Der Geist des Nasreddin Effendi
Legimi
Es ist verrückt. Und der Mann, der da erwacht, kann es kaum glauben: Da lächelte die Kaufwillige, die zu einer Gruppe eigenartig angezogener hellhäutiger Passanten - zu denen noch viele Frauen gehörten - zählte. Und als wurde es dem Mann erst jetzt bewusst: In der Tat, die Frauen zeigten ihre Gesichter ohne Scham, als sei es für sie etwas Alltägliches. >Oh Allah!< Und er schaute in den Himmel, der blau war, und sah über die niedrigen Schuppendächer jenseits der Straße die schlanke Spitze des Minaretts, eines Minaretts. >Ja, bin ich denn nicht in Chiwa?< Er blickte die Straße hinunter, und dort sah er, zwischen den Körpern der Leute hindurch, das Eingangstor zur Karawanserei. >Doch Chiwa ...! Aber das Minarett? Was ist geschehen? Die Frauen ohne Schleier, ein falsches Minarett? Also doch tot, in einer anderen Welt. Aber in einer, die nicht minder schön ist.< Und er sah in das Gesicht der Frau und nickte ihr froh zu. Eigentlich sollte der Mann doch tot sein, hingerichtet wegen der verbotenen Liebe zu einer schönen Frau, der Frau des Chans. Aber offenbar war er nicht tot, sondern sehr lebendig und – in der Gegenwart. Aber das versteht der Mann nicht oder noch nicht. Überhaupt kommt ihm in dieser Welt vieles unbekannt, unverständlich und ungeheuerlich vor.

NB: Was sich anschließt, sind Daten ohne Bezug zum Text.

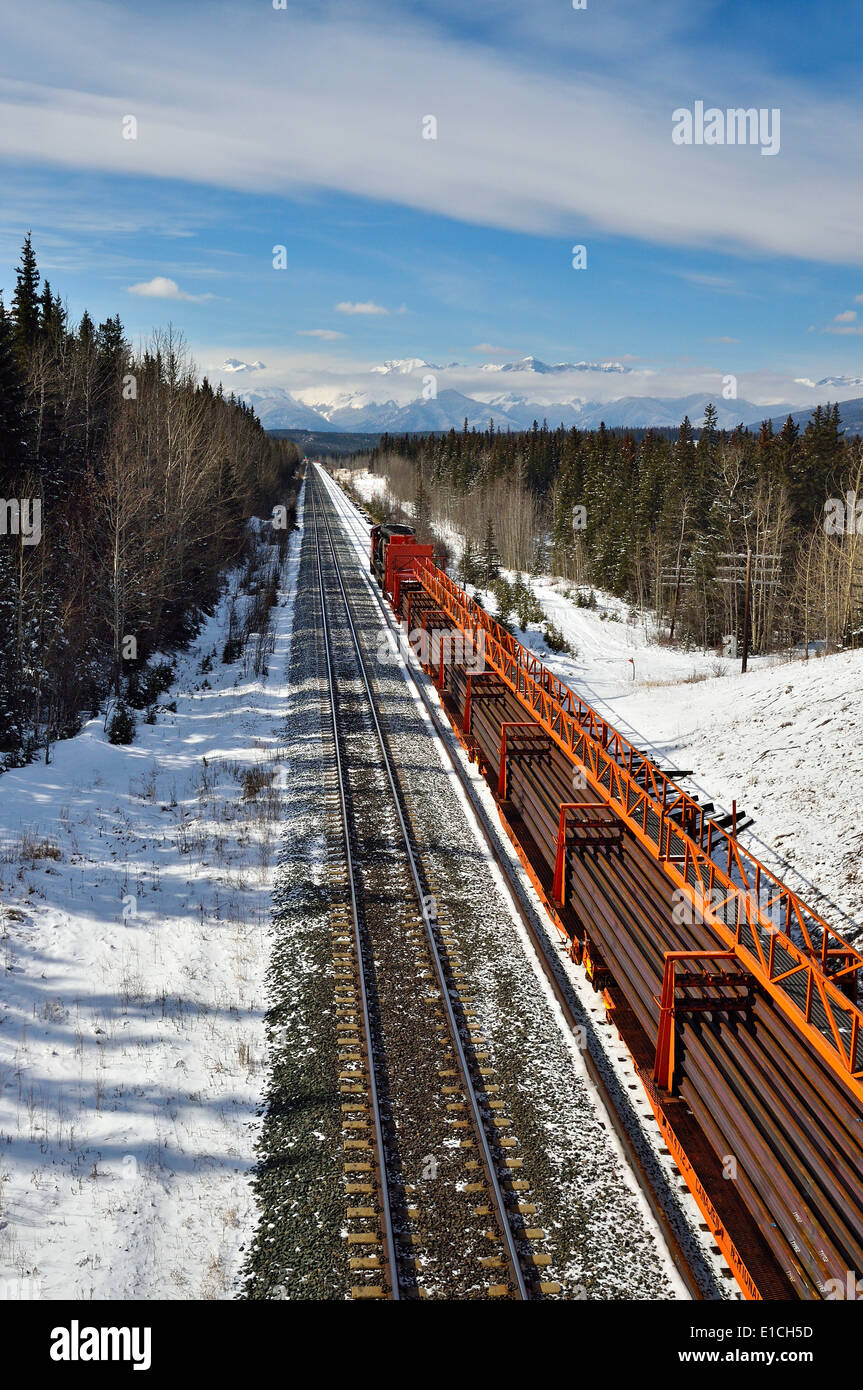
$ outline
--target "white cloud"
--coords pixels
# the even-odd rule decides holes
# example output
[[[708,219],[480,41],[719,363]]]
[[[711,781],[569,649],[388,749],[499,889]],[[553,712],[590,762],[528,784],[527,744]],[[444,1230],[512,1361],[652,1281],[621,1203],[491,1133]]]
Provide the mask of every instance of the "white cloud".
[[[367,299],[361,303],[350,303],[350,300],[343,299],[335,306],[338,314],[388,314],[389,309],[384,309],[381,304],[375,304],[372,299]]]
[[[206,299],[215,299],[215,295],[188,295],[175,279],[167,275],[154,275],[153,279],[142,281],[140,285],[128,285],[129,295],[140,295],[143,299],[185,299],[190,304],[203,304]]]
[[[707,275],[702,271],[695,270],[681,270],[677,271],[681,279],[688,279],[693,285],[705,285],[707,289],[732,289],[734,281],[728,279],[727,275]]]
[[[265,361],[240,361],[239,357],[225,357],[220,371],[264,371]]]
[[[443,22],[374,3],[224,7],[203,26],[196,7],[132,7],[110,26],[101,4],[82,3],[72,29],[68,6],[43,0],[4,32],[7,70],[38,81],[0,83],[0,154],[267,195],[335,189],[561,240],[610,232],[863,260],[863,147],[835,139],[860,126],[857,95],[820,89],[816,107],[809,79],[759,70],[721,38],[695,46],[682,4],[664,6],[653,31],[627,14],[636,63],[621,61],[620,24],[580,51],[578,17],[557,49],[545,22],[518,46],[520,8],[467,44]],[[288,56],[299,61],[286,101]],[[706,74],[720,101],[728,92],[734,104],[781,104],[781,158],[673,145],[671,111]],[[435,104],[439,139],[422,142]],[[136,140],[121,138],[126,111]]]

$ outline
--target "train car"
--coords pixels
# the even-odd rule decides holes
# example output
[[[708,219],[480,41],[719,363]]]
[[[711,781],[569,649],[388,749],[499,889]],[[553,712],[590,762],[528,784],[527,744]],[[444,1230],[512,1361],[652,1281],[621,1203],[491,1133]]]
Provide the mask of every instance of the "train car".
[[[399,573],[410,570],[417,562],[429,563],[434,546],[417,542],[417,530],[397,521],[384,523],[371,528],[370,570],[384,594],[396,598]]]

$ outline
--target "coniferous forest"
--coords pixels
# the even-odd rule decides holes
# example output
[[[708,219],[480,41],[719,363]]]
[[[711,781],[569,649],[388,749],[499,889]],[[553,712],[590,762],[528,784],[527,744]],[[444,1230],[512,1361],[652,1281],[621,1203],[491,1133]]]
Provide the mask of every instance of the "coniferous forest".
[[[357,460],[359,463],[360,460]],[[838,406],[805,428],[450,430],[385,435],[363,461],[420,528],[466,538],[463,578],[503,564],[653,610],[666,637],[734,651],[746,559],[753,652],[863,644],[863,449]]]
[[[243,555],[293,516],[297,450],[197,378],[182,339],[72,324],[28,235],[0,297],[0,769],[186,642]]]

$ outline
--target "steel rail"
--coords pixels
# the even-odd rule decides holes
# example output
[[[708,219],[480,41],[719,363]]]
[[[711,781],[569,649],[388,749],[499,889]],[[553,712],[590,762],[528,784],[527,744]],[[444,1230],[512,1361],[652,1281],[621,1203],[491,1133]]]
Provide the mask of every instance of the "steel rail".
[[[536,719],[538,726],[563,753],[586,770],[600,796],[628,824],[667,877],[693,899],[720,941],[741,958],[857,1099],[863,1099],[863,1011],[834,983],[842,976],[853,980],[856,970],[863,966],[863,955],[750,856],[732,835],[720,831],[714,821],[707,824],[705,848],[703,808],[600,720],[431,562],[414,560],[409,570],[402,571],[402,577],[417,580],[447,617],[461,631],[471,634],[474,646],[482,634],[486,664],[500,676],[520,705]],[[673,803],[668,801],[670,794],[674,796]],[[698,840],[675,824],[670,815],[674,806],[698,820]],[[712,858],[714,833],[727,845],[727,867]],[[734,870],[742,878],[742,887],[734,881]],[[752,872],[752,878],[748,870]],[[762,908],[759,899],[764,884],[774,894],[771,902],[784,906],[788,930],[794,915],[805,947],[796,945]],[[725,901],[737,903],[734,927],[728,927],[721,919],[723,905],[717,909],[714,901],[717,890]],[[809,924],[820,930],[820,947],[813,942]],[[834,945],[830,947],[830,942]],[[841,956],[845,963],[835,974],[827,974],[832,956]],[[848,960],[852,963],[848,965]]]
[[[353,620],[353,613],[352,613],[352,609],[350,609],[350,599],[347,598],[347,591],[346,591],[345,582],[342,580],[342,571],[340,571],[339,559],[338,559],[338,555],[336,555],[335,541],[332,538],[332,531],[331,531],[331,527],[329,527],[329,520],[328,520],[328,517],[327,517],[327,514],[325,514],[324,510],[321,510],[321,516],[324,518],[324,530],[327,532],[327,538],[329,541],[329,546],[331,546],[331,550],[332,550],[332,560],[334,560],[334,567],[335,567],[335,575],[336,575],[336,580],[338,580],[338,584],[339,584],[339,589],[340,589],[340,594],[342,594],[342,599],[343,599],[343,603],[345,603],[345,613],[346,613],[346,617],[347,617],[347,624],[350,627],[353,646],[354,646],[354,651],[356,651],[356,655],[357,655],[357,663],[359,663],[360,676],[361,676],[363,684],[365,687],[365,694],[367,694],[367,698],[368,698],[368,709],[370,709],[370,713],[371,713],[371,717],[372,717],[372,723],[374,723],[374,727],[375,727],[375,734],[377,734],[378,745],[381,748],[381,756],[382,756],[382,760],[384,760],[384,769],[386,771],[386,780],[389,783],[389,790],[391,790],[391,794],[392,794],[392,802],[393,802],[393,806],[396,809],[396,815],[397,815],[397,819],[399,819],[399,827],[400,827],[400,831],[402,831],[402,838],[404,841],[404,849],[406,849],[406,853],[407,853],[407,862],[410,865],[410,873],[411,873],[411,878],[413,878],[413,883],[414,883],[414,890],[416,890],[416,894],[417,894],[417,902],[420,905],[420,912],[422,915],[422,922],[425,924],[425,934],[428,937],[428,944],[429,944],[429,948],[431,948],[431,955],[432,955],[432,960],[434,960],[434,965],[435,965],[435,972],[436,972],[436,976],[438,976],[438,984],[441,987],[441,998],[442,998],[445,1009],[446,1009],[447,1022],[449,1022],[450,1033],[452,1033],[452,1038],[453,1038],[453,1045],[454,1045],[456,1052],[459,1055],[459,1065],[460,1065],[460,1069],[461,1069],[461,1074],[464,1077],[464,1088],[466,1088],[466,1093],[467,1093],[467,1097],[468,1097],[468,1101],[470,1101],[471,1112],[472,1112],[472,1116],[474,1116],[474,1125],[475,1125],[477,1134],[478,1134],[479,1144],[481,1144],[481,1150],[482,1150],[484,1168],[486,1169],[486,1177],[488,1177],[491,1188],[492,1188],[492,1191],[495,1194],[495,1204],[496,1204],[499,1215],[500,1215],[502,1234],[503,1234],[504,1245],[506,1245],[506,1250],[507,1250],[507,1257],[509,1257],[509,1262],[510,1262],[510,1272],[511,1272],[511,1275],[513,1275],[513,1277],[516,1280],[516,1287],[518,1290],[518,1297],[523,1298],[523,1300],[527,1300],[529,1297],[529,1294],[528,1294],[527,1283],[525,1283],[524,1273],[523,1273],[523,1269],[521,1269],[521,1258],[518,1255],[518,1248],[516,1245],[516,1238],[513,1236],[513,1230],[511,1230],[511,1226],[510,1226],[510,1222],[509,1222],[509,1216],[507,1216],[507,1211],[506,1211],[506,1201],[504,1201],[504,1197],[503,1197],[503,1191],[500,1188],[500,1182],[498,1179],[498,1173],[496,1173],[496,1168],[495,1168],[495,1159],[493,1159],[493,1155],[492,1155],[492,1151],[491,1151],[491,1145],[489,1145],[489,1141],[488,1141],[488,1134],[485,1131],[485,1123],[484,1123],[484,1119],[482,1119],[482,1111],[479,1108],[479,1101],[478,1101],[478,1097],[477,1097],[477,1093],[475,1093],[475,1087],[474,1087],[474,1083],[472,1083],[471,1074],[470,1074],[470,1066],[468,1066],[467,1055],[464,1052],[464,1045],[461,1042],[461,1036],[459,1033],[459,1022],[456,1019],[456,1012],[453,1009],[453,1004],[452,1004],[452,999],[450,999],[449,988],[447,988],[447,984],[446,984],[446,974],[445,974],[445,970],[443,970],[443,962],[441,959],[441,952],[438,951],[438,942],[435,941],[435,933],[434,933],[432,923],[431,923],[429,909],[428,909],[427,901],[425,901],[425,897],[427,897],[425,895],[425,885],[422,883],[422,876],[420,873],[420,866],[417,863],[417,856],[414,855],[414,849],[413,849],[411,840],[410,840],[410,830],[407,827],[407,821],[404,819],[404,812],[402,809],[402,798],[399,795],[399,787],[397,787],[396,777],[395,777],[395,770],[393,770],[393,764],[392,764],[392,756],[391,756],[389,748],[386,746],[386,738],[385,738],[384,730],[381,727],[381,720],[378,719],[378,710],[377,710],[377,705],[375,705],[375,698],[374,698],[374,694],[372,694],[372,689],[371,689],[371,682],[368,680],[368,673],[367,673],[367,669],[365,669],[365,657],[363,656],[363,648],[361,648],[361,644],[360,644],[360,638],[359,638],[359,634],[357,634],[357,630],[356,630],[354,620]],[[315,527],[317,527],[317,517],[318,517],[318,512],[317,512],[317,503],[315,503]]]
[[[329,634],[329,620],[327,617],[327,591],[324,585],[324,567],[321,562],[321,538],[318,531],[318,512],[317,499],[313,492],[311,510],[314,516],[314,541],[315,541],[315,559],[318,571],[318,588],[321,596],[321,628],[324,634],[324,651],[327,655],[327,681],[329,689],[329,710],[332,716],[332,742],[335,748],[335,763],[336,776],[339,783],[339,810],[342,815],[342,827],[345,831],[345,859],[347,863],[347,881],[350,884],[350,915],[353,920],[353,940],[354,949],[357,955],[357,973],[360,979],[360,992],[363,998],[363,1033],[365,1037],[365,1052],[368,1056],[368,1095],[371,1101],[371,1111],[374,1116],[374,1130],[375,1130],[375,1147],[378,1150],[378,1177],[381,1190],[381,1204],[384,1207],[384,1236],[386,1241],[386,1258],[389,1262],[389,1293],[393,1301],[399,1301],[399,1262],[396,1255],[396,1245],[393,1237],[393,1213],[389,1200],[389,1182],[386,1177],[386,1147],[384,1140],[384,1123],[381,1119],[381,1104],[378,1098],[378,1084],[375,1079],[375,1056],[374,1045],[371,1037],[371,1016],[368,1004],[368,988],[365,983],[365,965],[363,960],[363,933],[360,929],[360,912],[357,903],[357,874],[353,852],[350,848],[350,813],[349,813],[349,794],[347,783],[345,778],[345,767],[342,763],[342,751],[339,748],[339,716],[338,716],[338,702],[336,702],[336,681],[335,671],[332,666],[332,651],[331,651],[331,634]]]
[[[354,531],[354,535],[357,537],[357,539],[361,539],[364,542],[367,538],[360,531],[360,527],[359,527],[359,524],[357,524],[357,521],[356,521],[356,518],[353,516],[353,512],[349,510],[350,505],[346,500],[343,500],[342,493],[339,492],[339,493],[334,495],[331,492],[329,493],[329,499],[334,502],[335,510],[340,514],[342,520],[347,521],[353,527],[353,531]],[[378,606],[378,609],[379,609],[384,620],[386,621],[389,630],[393,631],[396,628],[396,621],[395,621],[391,610],[388,609],[386,603],[381,598],[381,594],[379,594],[378,588],[368,581],[368,577],[365,577],[365,582],[367,582],[367,587],[368,587],[368,592],[372,595],[372,598],[374,598],[374,600],[375,600],[375,603],[377,603],[377,606]],[[434,727],[438,728],[438,719],[435,716],[435,709],[434,709],[434,705],[432,705],[432,702],[429,699],[429,695],[424,689],[422,684],[417,680],[416,673],[413,671],[413,669],[410,667],[410,664],[407,662],[404,662],[404,674],[406,674],[406,678],[410,681],[413,689],[416,691],[416,694],[421,699],[421,702],[422,702],[427,713],[429,714],[429,717],[432,720]],[[474,810],[475,820],[477,820],[477,824],[478,824],[478,827],[479,827],[479,830],[482,833],[484,841],[488,845],[489,852],[491,852],[495,863],[498,865],[498,867],[499,867],[499,870],[502,873],[502,877],[503,877],[503,880],[504,880],[504,883],[507,885],[507,890],[509,890],[513,906],[516,908],[516,910],[517,910],[517,913],[518,913],[518,916],[520,916],[520,919],[521,919],[521,922],[523,922],[523,924],[525,927],[525,931],[528,934],[531,945],[534,947],[534,951],[536,952],[536,958],[539,960],[542,972],[543,972],[546,980],[549,981],[549,984],[552,987],[554,998],[556,998],[557,1004],[561,1008],[561,1012],[563,1012],[563,1015],[564,1015],[564,1017],[567,1020],[568,1027],[573,1029],[573,1030],[575,1030],[578,1026],[582,1026],[582,1024],[580,1024],[578,1019],[575,1017],[575,1013],[573,1011],[573,1004],[571,1004],[571,999],[570,999],[570,994],[567,992],[566,988],[561,987],[561,983],[559,980],[559,976],[557,976],[557,972],[554,969],[554,965],[549,959],[548,945],[542,940],[542,937],[539,934],[539,930],[538,930],[538,927],[536,927],[536,924],[535,924],[535,922],[532,919],[532,915],[531,915],[531,912],[528,910],[528,908],[525,906],[525,903],[523,901],[520,884],[518,884],[518,881],[516,878],[513,866],[511,866],[510,860],[507,859],[507,856],[502,852],[500,845],[499,845],[495,834],[489,830],[484,813],[477,806],[475,792],[474,792],[474,787],[471,784],[470,776],[466,773],[464,767],[459,762],[459,758],[453,753],[449,742],[442,741],[442,746],[443,746],[443,749],[446,752],[446,756],[449,759],[450,766],[453,767],[456,776],[459,777],[459,781],[460,781],[460,784],[461,784],[461,787],[464,790],[464,794],[466,794],[466,796],[467,796],[467,799],[468,799],[468,802],[471,805],[471,809]],[[630,1130],[628,1130],[628,1127],[625,1125],[625,1120],[624,1120],[623,1115],[620,1113],[618,1104],[614,1099],[614,1097],[611,1094],[611,1090],[610,1090],[606,1079],[603,1077],[602,1070],[600,1070],[598,1062],[595,1061],[593,1055],[591,1054],[589,1048],[586,1048],[586,1047],[582,1048],[581,1049],[581,1055],[582,1055],[582,1059],[585,1062],[585,1068],[588,1070],[591,1081],[595,1086],[595,1088],[596,1088],[596,1091],[598,1091],[598,1094],[599,1094],[599,1097],[602,1099],[602,1104],[603,1104],[606,1115],[609,1116],[609,1122],[611,1125],[611,1129],[614,1130],[614,1134],[617,1136],[617,1138],[620,1141],[620,1145],[621,1145],[621,1148],[623,1148],[623,1151],[625,1154],[625,1158],[627,1158],[627,1162],[628,1162],[630,1169],[632,1172],[632,1176],[635,1177],[635,1180],[636,1180],[641,1191],[643,1193],[645,1200],[648,1202],[648,1207],[650,1208],[650,1212],[653,1213],[653,1218],[655,1218],[659,1229],[663,1233],[663,1237],[666,1240],[666,1245],[668,1248],[668,1254],[671,1255],[671,1261],[674,1264],[674,1268],[677,1269],[678,1275],[681,1276],[681,1279],[682,1279],[682,1282],[684,1282],[684,1284],[687,1287],[687,1291],[689,1293],[691,1298],[693,1301],[700,1301],[700,1300],[703,1300],[705,1293],[703,1293],[702,1284],[699,1283],[699,1280],[698,1280],[698,1277],[696,1277],[696,1275],[693,1272],[692,1258],[688,1254],[688,1251],[685,1250],[685,1247],[684,1247],[684,1244],[682,1244],[678,1233],[674,1229],[674,1225],[673,1225],[671,1219],[668,1218],[668,1213],[667,1213],[667,1211],[666,1211],[666,1208],[663,1205],[663,1201],[661,1201],[661,1198],[660,1198],[660,1195],[657,1193],[656,1183],[650,1179],[650,1176],[649,1176],[649,1173],[646,1170],[645,1162],[643,1162],[642,1156],[639,1155],[639,1152],[638,1152],[638,1150],[636,1150],[636,1147],[635,1147],[635,1144],[632,1141],[632,1136],[630,1134]],[[638,1118],[638,1116],[635,1116],[635,1118]]]

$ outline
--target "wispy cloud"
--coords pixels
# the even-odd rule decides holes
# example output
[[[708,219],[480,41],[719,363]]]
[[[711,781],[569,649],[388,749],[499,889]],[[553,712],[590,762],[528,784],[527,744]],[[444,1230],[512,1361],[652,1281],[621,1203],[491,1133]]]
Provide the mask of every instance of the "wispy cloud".
[[[203,304],[207,299],[215,299],[215,295],[210,293],[189,295],[167,275],[154,275],[153,279],[145,279],[139,285],[128,285],[126,289],[129,295],[140,295],[142,299],[183,299],[189,304]]]
[[[106,22],[110,7],[81,4],[74,35],[60,0],[18,7],[4,33],[8,70],[38,79],[0,83],[0,154],[260,193],[334,189],[561,238],[573,228],[635,232],[674,246],[863,260],[863,152],[835,139],[860,125],[857,95],[819,90],[814,121],[810,86],[788,74],[780,83],[769,56],[743,65],[717,40],[693,65],[680,4],[655,33],[638,26],[635,68],[614,51],[614,24],[584,53],[574,26],[557,54],[518,47],[521,8],[504,7],[499,36],[489,24],[464,43],[438,18],[396,17],[375,0],[310,13],[217,7],[206,24],[197,6],[132,7],[122,26]],[[285,58],[297,53],[285,101]],[[753,104],[773,106],[781,86],[781,160],[673,145],[671,111],[706,63],[712,89],[735,101],[753,93]],[[435,95],[439,138],[424,142]],[[274,110],[278,140],[261,133]],[[136,140],[122,139],[126,113]],[[574,138],[586,121],[595,136]]]
[[[706,289],[734,289],[734,281],[728,275],[709,275],[696,270],[681,270],[677,274],[692,285],[705,285]]]
[[[367,299],[361,303],[352,303],[343,299],[336,307],[336,314],[388,314],[389,309],[384,309],[382,304],[375,304],[372,299]]]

Schließlich lebt Nasreddin Chodscha – so der Name dieses Eulenspiegels des Orients – noch ganz in seiner alten Welt. Doch wohl oder übel kommt er in der Gegenwart an und sogar in einen Kolchos, wo er Arbeit bekommt. Später hat er einen Unfall, da ein Kollege in einer Kurve die Gewalt über sein Motorrad verloren hatte. So kommt Nasreddin ins Krankenhaus und zur Bekanntschaft mit einer schönen, geheimnisvollen Frau. Und die hat offenbar Interesse an ihm, wie er vom Pförtner des Provinz-Krankenhauses erfährt. Und sie will von ihm unbedingt etwas wissen: Sie lachte, stützte eine Sekunde ihre Stirn in die Hand, fuhr mit Daumen und Mittelfinger über die Augen. „Es ist also tatsächlich wahr, was die Leute sagen, du glaubst, Nasreddin, der Chodscha aus Aksehir zu sein ...?“ Sie fragte es so ernsthaft und gleichzeitig behutsam, dass er sich nicht brüskiert fühlte. Diese Frau ist Anora, eine junge Wissenschaftlerin, eine erfolgreiche Archäologin, und Anora hat ein Experiment gewagt – ein erstaunliches Experiment, von dem sie nicht einmal selbst wusste, ob es der Menschheit nutzen oder schaden würde. Merkwürdigerweise will sie trotzdem nicht berühmt werden. Ein raffinierter Text, der fasziniert und nachdenklich stimmt.